Manuel Sacristán Luzón (born Madrid, 1925, died Barcelona, 1985) was a Spanish philosopher and writer.
Sacristán, the son of a Francoist collaborator, moved to Barcelona in 1940, thereafter living most of his life in said city. He soon became a member of the Falange Española youth section and studied Law and Philosophy in the University of Barcelona, where he became a member of the cultural section of the Sindicato Español Universitario (the Falangist student union). After a thwarted contact with a clandestine Anarchist group, he and two fellow Falangists were shunned and persecuted by the mainstream SEU officials, resulting in the suicide of one of them and an ultimately ineffectual death warrant on Sacristán.
He subsequently moved to Münster, in Westphalia (German Federal Republic) in order to study Mathematical Logic and the Philosophy of Science (1954–1956). He became not only an excellent logician, but also a convinced reflective Marxist thinker and communist leader. Again in Barcelona, he taught in the Faculties of Philosophy and Economics of the University of Barcelona.
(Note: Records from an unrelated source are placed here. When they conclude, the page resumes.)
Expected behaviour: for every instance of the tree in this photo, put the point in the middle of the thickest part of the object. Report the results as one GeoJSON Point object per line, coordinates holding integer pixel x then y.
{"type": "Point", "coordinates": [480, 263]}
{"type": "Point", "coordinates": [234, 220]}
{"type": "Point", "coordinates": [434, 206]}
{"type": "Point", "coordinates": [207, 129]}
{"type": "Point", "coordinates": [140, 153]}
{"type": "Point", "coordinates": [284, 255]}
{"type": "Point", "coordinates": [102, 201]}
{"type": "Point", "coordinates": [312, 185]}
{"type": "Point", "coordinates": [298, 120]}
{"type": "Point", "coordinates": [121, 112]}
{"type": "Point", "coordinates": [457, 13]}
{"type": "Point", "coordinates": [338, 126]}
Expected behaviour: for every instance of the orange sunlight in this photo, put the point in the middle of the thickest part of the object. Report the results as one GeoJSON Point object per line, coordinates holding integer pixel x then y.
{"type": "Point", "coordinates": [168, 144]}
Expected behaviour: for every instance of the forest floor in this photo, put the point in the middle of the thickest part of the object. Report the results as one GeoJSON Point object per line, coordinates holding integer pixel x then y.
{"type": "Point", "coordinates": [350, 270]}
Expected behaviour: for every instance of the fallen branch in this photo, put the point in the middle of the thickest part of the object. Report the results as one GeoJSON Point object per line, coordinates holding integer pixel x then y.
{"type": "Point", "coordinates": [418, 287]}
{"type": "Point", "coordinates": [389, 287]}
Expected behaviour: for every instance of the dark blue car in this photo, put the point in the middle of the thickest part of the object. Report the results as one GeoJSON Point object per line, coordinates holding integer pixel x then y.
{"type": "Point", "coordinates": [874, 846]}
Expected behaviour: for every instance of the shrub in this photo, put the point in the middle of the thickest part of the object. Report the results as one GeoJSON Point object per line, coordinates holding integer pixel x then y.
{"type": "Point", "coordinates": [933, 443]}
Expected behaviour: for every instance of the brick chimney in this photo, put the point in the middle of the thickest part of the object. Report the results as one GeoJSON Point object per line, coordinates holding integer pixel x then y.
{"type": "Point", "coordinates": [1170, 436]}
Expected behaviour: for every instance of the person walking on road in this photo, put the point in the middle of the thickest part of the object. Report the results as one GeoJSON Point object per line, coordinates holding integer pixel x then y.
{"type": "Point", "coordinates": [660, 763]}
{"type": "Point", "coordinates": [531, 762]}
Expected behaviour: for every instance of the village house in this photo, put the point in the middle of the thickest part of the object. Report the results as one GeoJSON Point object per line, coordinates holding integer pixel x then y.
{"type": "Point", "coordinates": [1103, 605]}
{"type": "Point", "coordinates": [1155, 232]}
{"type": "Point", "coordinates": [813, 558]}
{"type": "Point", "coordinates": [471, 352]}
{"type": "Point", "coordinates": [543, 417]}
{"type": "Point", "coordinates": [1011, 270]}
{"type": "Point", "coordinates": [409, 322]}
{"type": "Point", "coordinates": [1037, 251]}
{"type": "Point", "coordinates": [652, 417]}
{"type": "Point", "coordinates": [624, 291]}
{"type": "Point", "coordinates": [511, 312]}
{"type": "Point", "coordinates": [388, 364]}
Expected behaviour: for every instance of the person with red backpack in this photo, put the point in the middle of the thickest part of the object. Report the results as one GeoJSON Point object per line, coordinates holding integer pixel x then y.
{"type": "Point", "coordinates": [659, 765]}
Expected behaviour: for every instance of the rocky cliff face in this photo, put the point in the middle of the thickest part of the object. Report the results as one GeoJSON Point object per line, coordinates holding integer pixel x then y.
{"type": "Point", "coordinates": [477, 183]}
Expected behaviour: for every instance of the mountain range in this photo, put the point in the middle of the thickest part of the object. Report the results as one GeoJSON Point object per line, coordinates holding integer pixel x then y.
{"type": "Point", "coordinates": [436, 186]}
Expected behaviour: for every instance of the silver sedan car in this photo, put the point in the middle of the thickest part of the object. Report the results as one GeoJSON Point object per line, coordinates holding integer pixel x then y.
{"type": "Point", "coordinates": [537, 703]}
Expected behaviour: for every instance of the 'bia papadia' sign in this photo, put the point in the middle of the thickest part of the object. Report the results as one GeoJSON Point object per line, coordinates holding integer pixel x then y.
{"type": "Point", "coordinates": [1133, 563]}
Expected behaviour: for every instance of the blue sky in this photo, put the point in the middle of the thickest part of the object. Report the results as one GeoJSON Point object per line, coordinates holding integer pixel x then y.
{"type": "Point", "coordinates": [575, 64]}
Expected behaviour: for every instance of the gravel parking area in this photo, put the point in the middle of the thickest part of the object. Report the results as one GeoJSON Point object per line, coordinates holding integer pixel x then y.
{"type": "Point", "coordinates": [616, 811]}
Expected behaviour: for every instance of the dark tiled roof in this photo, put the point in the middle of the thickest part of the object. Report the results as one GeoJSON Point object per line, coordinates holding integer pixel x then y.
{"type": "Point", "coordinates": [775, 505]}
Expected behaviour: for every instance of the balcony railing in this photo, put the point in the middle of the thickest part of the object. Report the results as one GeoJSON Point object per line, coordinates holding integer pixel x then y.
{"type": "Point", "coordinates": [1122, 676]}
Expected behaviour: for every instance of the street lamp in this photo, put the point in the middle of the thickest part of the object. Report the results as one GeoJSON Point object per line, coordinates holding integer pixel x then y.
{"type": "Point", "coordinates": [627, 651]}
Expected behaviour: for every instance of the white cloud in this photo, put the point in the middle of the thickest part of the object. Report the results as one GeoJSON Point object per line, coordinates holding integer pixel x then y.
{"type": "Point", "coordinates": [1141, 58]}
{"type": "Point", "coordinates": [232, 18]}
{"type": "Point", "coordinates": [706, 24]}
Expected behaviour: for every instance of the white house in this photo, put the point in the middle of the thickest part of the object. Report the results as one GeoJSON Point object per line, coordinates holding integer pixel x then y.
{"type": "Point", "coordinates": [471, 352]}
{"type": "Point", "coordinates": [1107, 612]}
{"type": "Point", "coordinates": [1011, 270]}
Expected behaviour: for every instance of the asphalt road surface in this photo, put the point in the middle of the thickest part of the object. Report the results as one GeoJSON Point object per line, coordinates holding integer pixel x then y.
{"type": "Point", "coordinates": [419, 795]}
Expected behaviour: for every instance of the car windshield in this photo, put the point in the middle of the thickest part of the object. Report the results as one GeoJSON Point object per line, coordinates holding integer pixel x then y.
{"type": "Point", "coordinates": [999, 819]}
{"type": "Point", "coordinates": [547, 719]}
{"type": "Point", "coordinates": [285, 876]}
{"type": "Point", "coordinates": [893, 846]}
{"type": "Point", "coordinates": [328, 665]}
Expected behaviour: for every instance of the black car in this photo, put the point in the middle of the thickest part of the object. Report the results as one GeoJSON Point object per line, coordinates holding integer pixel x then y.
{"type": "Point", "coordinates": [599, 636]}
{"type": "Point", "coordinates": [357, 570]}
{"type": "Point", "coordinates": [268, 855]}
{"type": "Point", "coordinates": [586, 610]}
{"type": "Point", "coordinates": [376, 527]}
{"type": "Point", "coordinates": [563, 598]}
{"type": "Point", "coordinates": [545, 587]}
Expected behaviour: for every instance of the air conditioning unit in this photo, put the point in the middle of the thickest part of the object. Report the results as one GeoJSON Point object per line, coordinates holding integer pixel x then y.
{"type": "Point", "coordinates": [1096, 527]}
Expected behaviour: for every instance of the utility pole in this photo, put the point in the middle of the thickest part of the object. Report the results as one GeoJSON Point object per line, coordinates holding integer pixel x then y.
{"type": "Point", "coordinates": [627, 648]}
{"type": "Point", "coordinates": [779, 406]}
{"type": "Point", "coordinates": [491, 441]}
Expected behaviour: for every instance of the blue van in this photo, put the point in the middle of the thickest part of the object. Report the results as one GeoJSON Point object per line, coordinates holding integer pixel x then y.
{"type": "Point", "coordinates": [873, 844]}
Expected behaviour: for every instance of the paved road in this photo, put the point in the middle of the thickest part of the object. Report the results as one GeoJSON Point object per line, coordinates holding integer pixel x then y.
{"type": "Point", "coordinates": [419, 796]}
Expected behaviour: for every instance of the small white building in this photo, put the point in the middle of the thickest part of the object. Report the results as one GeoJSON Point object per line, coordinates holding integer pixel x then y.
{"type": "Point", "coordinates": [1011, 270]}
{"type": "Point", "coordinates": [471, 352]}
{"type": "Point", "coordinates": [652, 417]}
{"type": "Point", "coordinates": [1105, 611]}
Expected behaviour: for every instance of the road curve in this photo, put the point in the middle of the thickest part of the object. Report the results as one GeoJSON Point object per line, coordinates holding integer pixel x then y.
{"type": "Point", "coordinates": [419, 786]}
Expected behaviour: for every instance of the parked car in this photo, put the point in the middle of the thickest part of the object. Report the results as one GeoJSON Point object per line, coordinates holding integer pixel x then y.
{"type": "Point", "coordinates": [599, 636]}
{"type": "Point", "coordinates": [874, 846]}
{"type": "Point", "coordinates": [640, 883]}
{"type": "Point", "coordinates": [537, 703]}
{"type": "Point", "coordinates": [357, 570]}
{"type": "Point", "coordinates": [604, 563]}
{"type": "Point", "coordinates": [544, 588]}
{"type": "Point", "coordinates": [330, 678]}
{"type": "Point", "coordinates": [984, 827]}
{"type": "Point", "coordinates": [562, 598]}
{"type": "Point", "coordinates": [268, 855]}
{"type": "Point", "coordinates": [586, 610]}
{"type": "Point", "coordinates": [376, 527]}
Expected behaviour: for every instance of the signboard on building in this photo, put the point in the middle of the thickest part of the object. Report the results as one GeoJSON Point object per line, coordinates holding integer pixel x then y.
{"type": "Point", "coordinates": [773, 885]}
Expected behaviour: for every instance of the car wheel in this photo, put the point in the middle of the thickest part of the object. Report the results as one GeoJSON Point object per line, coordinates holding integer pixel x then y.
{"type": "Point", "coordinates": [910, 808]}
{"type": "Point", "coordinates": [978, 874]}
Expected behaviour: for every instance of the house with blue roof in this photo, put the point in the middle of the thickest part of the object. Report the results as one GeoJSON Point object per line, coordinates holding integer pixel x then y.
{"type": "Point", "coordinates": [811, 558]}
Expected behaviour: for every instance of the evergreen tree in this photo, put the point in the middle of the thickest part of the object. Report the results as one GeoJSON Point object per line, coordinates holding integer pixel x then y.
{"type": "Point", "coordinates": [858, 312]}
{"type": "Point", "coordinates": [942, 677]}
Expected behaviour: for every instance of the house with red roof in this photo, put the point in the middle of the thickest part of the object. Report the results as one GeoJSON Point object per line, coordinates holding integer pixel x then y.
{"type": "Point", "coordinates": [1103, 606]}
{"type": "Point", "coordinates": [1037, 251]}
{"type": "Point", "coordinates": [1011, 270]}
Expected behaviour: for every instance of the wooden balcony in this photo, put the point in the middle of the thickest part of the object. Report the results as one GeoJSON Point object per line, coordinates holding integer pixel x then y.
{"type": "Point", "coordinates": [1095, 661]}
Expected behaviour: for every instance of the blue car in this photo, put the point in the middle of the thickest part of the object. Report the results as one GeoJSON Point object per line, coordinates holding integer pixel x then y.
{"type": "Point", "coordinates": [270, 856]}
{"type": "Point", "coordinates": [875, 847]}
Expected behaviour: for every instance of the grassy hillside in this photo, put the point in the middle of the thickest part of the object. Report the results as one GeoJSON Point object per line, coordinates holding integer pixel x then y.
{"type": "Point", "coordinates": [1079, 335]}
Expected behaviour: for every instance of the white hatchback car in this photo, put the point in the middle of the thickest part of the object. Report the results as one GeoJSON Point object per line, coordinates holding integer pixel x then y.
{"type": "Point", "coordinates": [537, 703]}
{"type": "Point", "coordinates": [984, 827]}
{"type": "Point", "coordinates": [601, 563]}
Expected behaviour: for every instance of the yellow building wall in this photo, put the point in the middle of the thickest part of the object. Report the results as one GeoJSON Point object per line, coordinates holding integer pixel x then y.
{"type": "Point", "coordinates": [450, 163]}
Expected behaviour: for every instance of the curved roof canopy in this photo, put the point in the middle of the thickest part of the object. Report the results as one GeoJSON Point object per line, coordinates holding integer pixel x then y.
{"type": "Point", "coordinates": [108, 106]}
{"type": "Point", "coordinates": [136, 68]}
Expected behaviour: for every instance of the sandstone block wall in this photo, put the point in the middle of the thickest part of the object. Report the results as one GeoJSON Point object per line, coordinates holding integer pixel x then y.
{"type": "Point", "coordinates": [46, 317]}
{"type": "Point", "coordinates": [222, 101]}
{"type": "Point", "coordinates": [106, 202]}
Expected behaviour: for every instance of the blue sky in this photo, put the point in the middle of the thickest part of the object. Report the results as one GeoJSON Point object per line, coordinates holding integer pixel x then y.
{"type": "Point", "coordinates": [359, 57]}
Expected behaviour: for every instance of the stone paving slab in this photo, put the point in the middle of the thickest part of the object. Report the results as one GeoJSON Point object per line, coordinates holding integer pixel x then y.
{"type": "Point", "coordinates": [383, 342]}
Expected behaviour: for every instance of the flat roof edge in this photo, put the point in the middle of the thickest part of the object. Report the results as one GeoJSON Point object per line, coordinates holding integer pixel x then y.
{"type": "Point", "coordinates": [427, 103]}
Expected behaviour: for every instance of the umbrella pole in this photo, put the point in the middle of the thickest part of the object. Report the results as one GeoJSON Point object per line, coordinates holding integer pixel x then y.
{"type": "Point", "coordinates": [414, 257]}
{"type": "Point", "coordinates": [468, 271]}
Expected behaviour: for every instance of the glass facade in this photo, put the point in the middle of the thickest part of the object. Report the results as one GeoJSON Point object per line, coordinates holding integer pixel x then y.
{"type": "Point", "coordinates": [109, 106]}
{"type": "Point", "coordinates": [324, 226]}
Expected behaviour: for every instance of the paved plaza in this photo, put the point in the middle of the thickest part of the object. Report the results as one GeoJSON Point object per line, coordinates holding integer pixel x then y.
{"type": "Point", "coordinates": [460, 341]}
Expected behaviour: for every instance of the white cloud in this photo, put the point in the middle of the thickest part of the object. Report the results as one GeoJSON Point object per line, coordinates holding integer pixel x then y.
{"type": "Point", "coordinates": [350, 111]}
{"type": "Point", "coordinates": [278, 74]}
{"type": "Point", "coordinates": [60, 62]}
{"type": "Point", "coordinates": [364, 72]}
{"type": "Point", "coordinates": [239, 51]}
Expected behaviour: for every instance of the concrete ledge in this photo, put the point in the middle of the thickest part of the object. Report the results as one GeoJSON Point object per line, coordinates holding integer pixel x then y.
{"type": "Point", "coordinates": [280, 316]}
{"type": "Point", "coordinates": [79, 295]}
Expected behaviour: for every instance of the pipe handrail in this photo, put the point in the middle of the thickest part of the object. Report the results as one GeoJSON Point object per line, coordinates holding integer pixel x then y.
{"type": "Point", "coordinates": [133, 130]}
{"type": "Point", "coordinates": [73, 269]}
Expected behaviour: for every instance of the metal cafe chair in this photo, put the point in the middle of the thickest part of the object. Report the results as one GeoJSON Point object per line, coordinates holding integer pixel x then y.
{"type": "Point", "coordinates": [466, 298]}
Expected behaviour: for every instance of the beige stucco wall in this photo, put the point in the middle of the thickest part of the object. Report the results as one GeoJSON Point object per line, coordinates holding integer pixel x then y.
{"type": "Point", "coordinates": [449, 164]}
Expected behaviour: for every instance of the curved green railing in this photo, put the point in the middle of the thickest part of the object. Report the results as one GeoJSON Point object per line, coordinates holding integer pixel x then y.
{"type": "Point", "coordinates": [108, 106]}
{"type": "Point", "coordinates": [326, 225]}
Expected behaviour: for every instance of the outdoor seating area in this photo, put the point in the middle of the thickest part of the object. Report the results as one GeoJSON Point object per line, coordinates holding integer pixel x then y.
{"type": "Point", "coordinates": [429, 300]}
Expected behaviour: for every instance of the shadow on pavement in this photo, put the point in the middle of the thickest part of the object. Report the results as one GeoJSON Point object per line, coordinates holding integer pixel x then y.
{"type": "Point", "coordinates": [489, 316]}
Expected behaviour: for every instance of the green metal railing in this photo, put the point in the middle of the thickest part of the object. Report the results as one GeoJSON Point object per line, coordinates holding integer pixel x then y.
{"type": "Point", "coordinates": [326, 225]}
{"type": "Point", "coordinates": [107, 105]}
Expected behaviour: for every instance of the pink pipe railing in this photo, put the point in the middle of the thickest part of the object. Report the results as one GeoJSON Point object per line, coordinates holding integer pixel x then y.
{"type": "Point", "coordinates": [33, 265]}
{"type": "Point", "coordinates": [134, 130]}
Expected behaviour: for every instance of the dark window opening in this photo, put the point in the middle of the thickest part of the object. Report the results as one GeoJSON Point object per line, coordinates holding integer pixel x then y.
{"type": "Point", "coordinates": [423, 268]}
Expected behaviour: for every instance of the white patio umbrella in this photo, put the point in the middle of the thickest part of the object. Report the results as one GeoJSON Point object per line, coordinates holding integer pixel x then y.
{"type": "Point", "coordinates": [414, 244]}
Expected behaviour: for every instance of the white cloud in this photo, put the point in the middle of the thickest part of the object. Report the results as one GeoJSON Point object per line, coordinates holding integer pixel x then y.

His academic career was fraught with difficulties. His political activity led him to the direction of the underground Unified Socialist Party of Catalonia (PSUC) and he had a leading role in the Catalan university movement. Due to his Marxist ideas, by which he was very influenced after his stay in Germany and which he introduced to Spain, he was expelled from the University in 1965. In 1966 he participated in the formation of the Barcelona Democratic Students’ Union. It was not until after Franco’s death with the restoration of democracy that he was again admitted. After having had to bear a bitter and humiliating period he was appointed professor of Methodology of Social Sciences at the University of Barcelona. During the academic year 1982-1983 he taught at the National Autonomous University of Mexico. It was in Mexico that he met Mª Ángeles Lizón, from whom he never parted until his death.